IRS Principles for Determining Independent Contractor vs Employee Status

How does an organization determine if a worker is an employee or an independent contractor? To make this determination under IRS rules, the relationship between the worker and the business must be examined. The employer’s degree of control and the employee’s degree of independence are considered when making this determination. The IRS uses three principles that employers should consider when undertaking this analysis: behavioral control, financial control and type of relationship.

  • Behavioral control. Does the organization have the right to direct or control how the worker completes their work? If the organization instructs how, when and where to do the work, and provides the supplies to use, it is controlling how the worker is to complete the task. Also, if the worker receives training, this indicates that the organization wants the work performed in a certain manner. These behavioral factors may point toward an employer-employee relationship. Conversely, if a business lacks the knowledge to perform certain tasks and requires specialized professionals to perform those tasks, the business may provide little to no instruction. This lack of control may point toward independent contractor status. The main consideration is whether the business has retained the right to control the details of the worker’s performance or has given up that right. An analysis of these behavioral control factors will help determine the individual’s status as an employee or an independent contractor.
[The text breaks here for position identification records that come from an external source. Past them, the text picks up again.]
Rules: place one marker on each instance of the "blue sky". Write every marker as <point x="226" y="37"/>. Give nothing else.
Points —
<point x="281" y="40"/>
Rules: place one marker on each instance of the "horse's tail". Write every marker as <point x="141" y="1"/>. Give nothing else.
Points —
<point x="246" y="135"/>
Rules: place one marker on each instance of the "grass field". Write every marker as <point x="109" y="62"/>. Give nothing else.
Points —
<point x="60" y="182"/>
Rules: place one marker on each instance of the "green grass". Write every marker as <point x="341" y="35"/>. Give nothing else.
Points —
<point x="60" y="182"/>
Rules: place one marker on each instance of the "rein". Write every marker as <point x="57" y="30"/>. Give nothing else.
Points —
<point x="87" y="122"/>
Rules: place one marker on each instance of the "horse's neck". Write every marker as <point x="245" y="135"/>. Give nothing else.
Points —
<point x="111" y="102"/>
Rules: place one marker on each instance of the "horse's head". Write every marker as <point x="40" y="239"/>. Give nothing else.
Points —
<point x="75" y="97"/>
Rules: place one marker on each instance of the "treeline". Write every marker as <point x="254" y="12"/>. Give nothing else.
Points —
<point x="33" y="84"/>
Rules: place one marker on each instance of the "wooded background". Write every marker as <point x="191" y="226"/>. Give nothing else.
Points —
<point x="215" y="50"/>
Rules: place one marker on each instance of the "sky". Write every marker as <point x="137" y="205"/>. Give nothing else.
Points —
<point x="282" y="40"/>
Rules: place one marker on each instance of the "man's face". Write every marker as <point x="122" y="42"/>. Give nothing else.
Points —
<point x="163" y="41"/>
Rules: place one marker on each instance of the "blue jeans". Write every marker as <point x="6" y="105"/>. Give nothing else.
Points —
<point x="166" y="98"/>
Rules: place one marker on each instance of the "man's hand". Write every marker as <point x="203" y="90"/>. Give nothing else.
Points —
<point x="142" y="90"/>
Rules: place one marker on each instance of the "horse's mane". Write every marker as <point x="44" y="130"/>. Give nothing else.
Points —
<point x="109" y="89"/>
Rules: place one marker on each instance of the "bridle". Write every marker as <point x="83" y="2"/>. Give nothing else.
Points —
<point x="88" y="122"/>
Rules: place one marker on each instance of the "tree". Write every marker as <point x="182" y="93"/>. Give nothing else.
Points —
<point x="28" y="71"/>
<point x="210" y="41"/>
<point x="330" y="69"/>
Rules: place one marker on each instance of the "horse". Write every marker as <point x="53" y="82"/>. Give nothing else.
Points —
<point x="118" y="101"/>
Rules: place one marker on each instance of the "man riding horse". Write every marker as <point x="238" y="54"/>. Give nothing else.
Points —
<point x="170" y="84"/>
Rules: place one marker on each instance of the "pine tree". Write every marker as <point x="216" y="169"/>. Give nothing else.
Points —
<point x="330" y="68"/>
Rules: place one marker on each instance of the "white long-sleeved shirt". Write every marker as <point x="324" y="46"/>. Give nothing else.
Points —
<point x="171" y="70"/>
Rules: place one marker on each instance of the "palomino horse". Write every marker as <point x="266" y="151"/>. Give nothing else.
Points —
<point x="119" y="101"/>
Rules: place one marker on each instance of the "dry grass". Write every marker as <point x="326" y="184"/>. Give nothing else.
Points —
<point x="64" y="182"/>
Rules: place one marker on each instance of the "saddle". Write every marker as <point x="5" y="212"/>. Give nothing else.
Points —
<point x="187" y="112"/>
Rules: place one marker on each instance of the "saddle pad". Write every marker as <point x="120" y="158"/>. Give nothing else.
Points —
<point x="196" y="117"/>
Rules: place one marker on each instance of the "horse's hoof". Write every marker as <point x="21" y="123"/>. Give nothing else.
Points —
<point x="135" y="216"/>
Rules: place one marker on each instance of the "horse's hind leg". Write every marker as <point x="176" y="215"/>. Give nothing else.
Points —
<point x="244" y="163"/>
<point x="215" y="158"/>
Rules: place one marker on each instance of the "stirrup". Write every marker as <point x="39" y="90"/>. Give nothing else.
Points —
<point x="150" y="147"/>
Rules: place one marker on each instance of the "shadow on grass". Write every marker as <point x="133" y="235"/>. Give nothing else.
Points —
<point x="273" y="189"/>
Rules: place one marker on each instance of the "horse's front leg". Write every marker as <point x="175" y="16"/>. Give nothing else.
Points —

  • Financial control. Does the organization have the right to control the business aspects of the worker’s job? This includes looking at unreimbursed business expenses. Independent contractors may incur more unreimbursed expenses than employees; however, employees may incur these expenses as well. An independent contractor may have a significant financial investment in the performance of their work such as tools, trainings and facilities used. Another consideration is how the worker is paid. Employees are often paid on an hourly basis and receive compensation at regular intervals. Independent contractors are typically paid a flat fee or payment is made based when milestones are reached. Regarding compensation, if the worker can realize a profit or loss, this role will typically be considered an independent contractor. 
  • Type of relationship. The perception of the two parties involved in the business relationship is especially important. Does the worker expect to receive benefits such as insurance, pension, paid leave or other benefits? This may point toward an employer-employee relationship. If the length of the business relationship is indefinite rather than limited to a specific period, this may create an employer-employee relationship. If the services provided by the worker are a key aspect of the business’s regular activities and the business has the right to direct and control the worker’s activities, this may also indicate an employer-employee relationship. A written contract may provide clarity when evaluating employee or independent contractor status and is significant when other factors are not clear.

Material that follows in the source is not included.